Rheumatoid arthritis, also often referred to as RA, is an autoimmune disease that affects a substantial number of people across the UK.
It is essentially a case of the autoimmune system gone awry, as rather than simply attacking problems as it should do, it begins to attack the body’s own healthy cells and tissues.
This is felt most keenly in the joints as when the autoimmune system attacks, the membranes around them become inflamed and painful. The membranes also release enzymes that cause the bone and joint cartilage to wear away and in severe cases, other organs can be affected too. Understand more about this painful disease and discover the help that’s available online and in person.
Finding out more about RA
For many sufferers, it is the hands, feet and wrists that are most affected but other parts of the body can be a problem too. Aside from swelling and painful joints, other symptoms of RA include a general feeling of tiredness and illness.
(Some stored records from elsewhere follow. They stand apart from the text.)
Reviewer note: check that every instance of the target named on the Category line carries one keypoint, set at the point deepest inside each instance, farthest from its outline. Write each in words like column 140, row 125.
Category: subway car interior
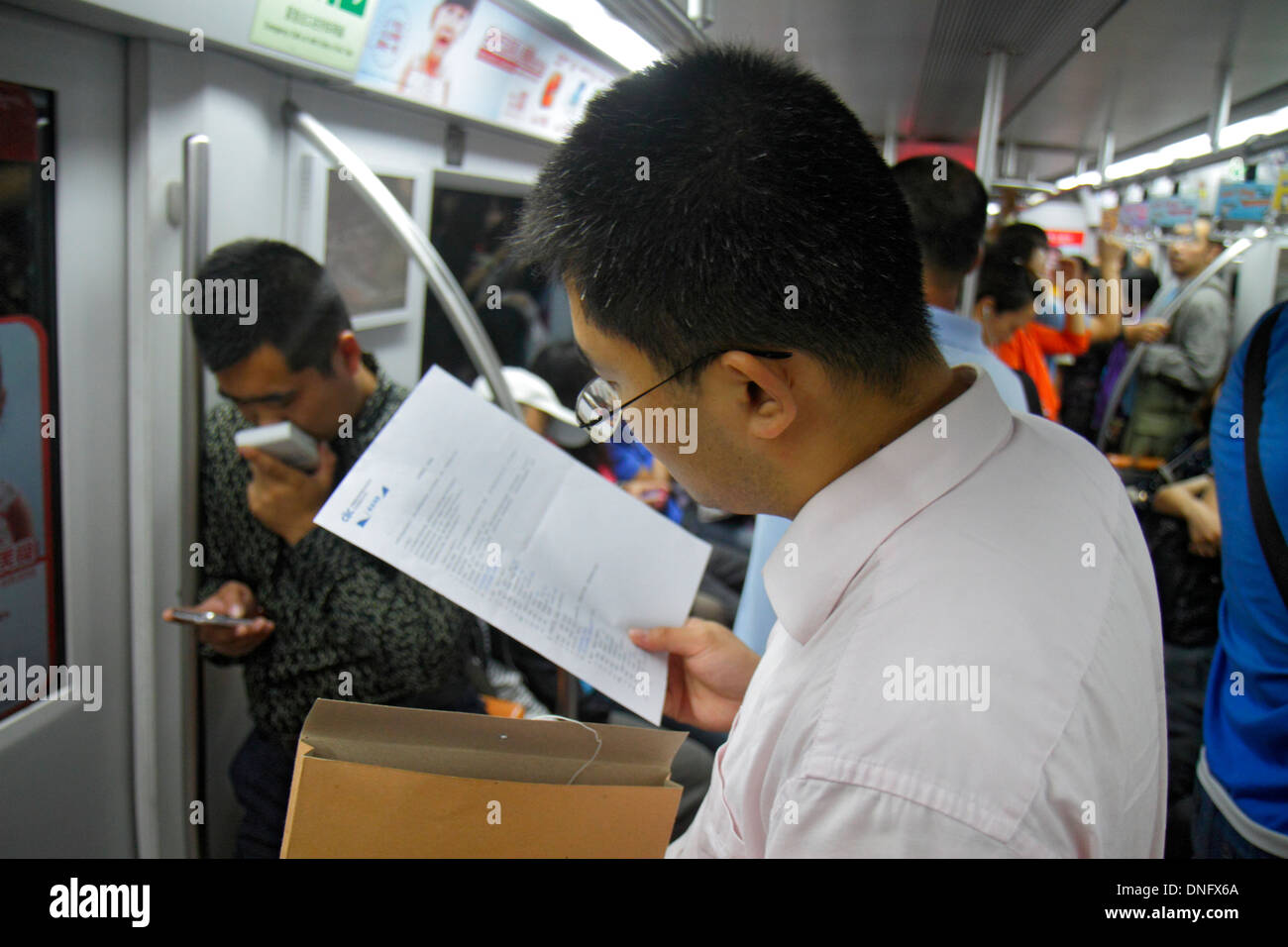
column 639, row 428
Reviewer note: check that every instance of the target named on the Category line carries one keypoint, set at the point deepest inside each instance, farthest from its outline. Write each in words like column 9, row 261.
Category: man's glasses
column 599, row 405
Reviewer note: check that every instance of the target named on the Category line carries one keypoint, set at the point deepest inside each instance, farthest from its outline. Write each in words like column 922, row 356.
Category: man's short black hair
column 299, row 309
column 1006, row 282
column 949, row 209
column 698, row 201
column 1019, row 241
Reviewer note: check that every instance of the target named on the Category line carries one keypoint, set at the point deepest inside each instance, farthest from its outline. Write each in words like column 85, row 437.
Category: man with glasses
column 732, row 244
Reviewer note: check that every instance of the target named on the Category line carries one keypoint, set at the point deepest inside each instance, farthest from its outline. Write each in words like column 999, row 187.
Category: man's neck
column 366, row 384
column 935, row 385
column 940, row 290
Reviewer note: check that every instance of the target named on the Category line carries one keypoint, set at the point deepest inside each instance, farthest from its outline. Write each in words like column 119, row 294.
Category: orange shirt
column 1026, row 351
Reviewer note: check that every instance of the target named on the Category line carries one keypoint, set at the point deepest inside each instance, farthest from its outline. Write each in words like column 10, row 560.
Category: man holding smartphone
column 321, row 617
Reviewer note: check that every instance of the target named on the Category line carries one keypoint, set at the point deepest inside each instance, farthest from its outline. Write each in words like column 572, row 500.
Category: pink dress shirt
column 967, row 660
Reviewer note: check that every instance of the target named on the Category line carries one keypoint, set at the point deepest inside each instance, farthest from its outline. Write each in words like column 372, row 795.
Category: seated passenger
column 1029, row 348
column 925, row 558
column 323, row 618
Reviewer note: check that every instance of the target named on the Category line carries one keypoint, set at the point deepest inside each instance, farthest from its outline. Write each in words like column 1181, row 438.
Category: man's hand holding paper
column 469, row 501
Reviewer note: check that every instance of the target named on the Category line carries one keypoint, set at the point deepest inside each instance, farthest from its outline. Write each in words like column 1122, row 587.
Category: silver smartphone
column 283, row 441
column 193, row 617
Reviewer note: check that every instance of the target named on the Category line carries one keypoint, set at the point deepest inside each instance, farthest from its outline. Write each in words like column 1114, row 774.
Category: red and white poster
column 480, row 60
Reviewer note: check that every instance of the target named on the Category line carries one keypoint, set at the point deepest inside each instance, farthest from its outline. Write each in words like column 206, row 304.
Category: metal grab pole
column 196, row 245
column 1163, row 316
column 449, row 292
column 986, row 154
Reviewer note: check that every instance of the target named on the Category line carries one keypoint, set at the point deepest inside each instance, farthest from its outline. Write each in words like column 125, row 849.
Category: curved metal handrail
column 1164, row 315
column 449, row 291
column 445, row 286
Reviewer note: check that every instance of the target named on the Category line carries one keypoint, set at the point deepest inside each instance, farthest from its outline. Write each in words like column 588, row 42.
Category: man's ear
column 774, row 406
column 348, row 351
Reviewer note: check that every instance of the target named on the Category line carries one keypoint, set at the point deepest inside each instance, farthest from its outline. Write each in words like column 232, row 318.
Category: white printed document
column 465, row 499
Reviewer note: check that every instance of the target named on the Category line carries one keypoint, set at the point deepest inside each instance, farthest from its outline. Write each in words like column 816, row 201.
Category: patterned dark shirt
column 335, row 607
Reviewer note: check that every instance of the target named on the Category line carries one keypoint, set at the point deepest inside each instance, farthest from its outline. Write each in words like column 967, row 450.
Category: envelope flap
column 489, row 748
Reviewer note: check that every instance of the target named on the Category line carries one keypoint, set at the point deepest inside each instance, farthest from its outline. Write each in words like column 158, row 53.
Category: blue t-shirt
column 960, row 341
column 1247, row 733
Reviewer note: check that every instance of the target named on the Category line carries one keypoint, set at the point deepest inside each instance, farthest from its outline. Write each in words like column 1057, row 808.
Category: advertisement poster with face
column 477, row 59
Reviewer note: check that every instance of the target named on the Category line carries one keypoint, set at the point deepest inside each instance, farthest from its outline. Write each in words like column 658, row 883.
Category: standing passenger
column 961, row 667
The severity of symptoms also tends to fluctuate over time and when they become worse, this tends to be called a flare-up. It can be impossible to predict when flare-ups will take place making it difficult to plan chores and activities.
Medicine Net offers a huge amount of information about the disease and its various symptoms and issues and is a good place to start if you have questions about the condition. You’ll also find some clear and concise explanations from the NHS and its guide to rheumatoid arthritis. For this particular disease, early and aggressive treatment is best as this can help keep your joints in better condition. Healthline has put together a list of nine early signs and symptoms and if you think you’re suffering from these, make an appointment with your doctor for a medical opinion.
Living with rheumatoid arthritis
If you’ve been diagnosed with RA, you’ll be adjusting to a new way of managing your lifestyle. The NHS has created a guide to living with rheumatoid arthritis which includes some excellent advice for taking control of your self-care and finding ways to minimise pain and disruption to your day-to-day routines. Another useful resources is the National Rheumatoid Arthritis Society, which has also complied an in-depth guide to living with RA, which includes sections devoted to lifestyle, relationships and works and benefits.
Heathline has also created another interesting resource – a list of best RA blogs. On this list, you’ll find blogs from real life patients who are happy to share their experiences and personal inspirations. This is a great way to gain some insight into the condition straight from the minds of people who know best. There are also plenty of uplifting and interesting posts that are well worth your consideration.
Don’t feel isolated following a diagnosis; know that there are resources dedicated to helping you and other sufferers willing to share online.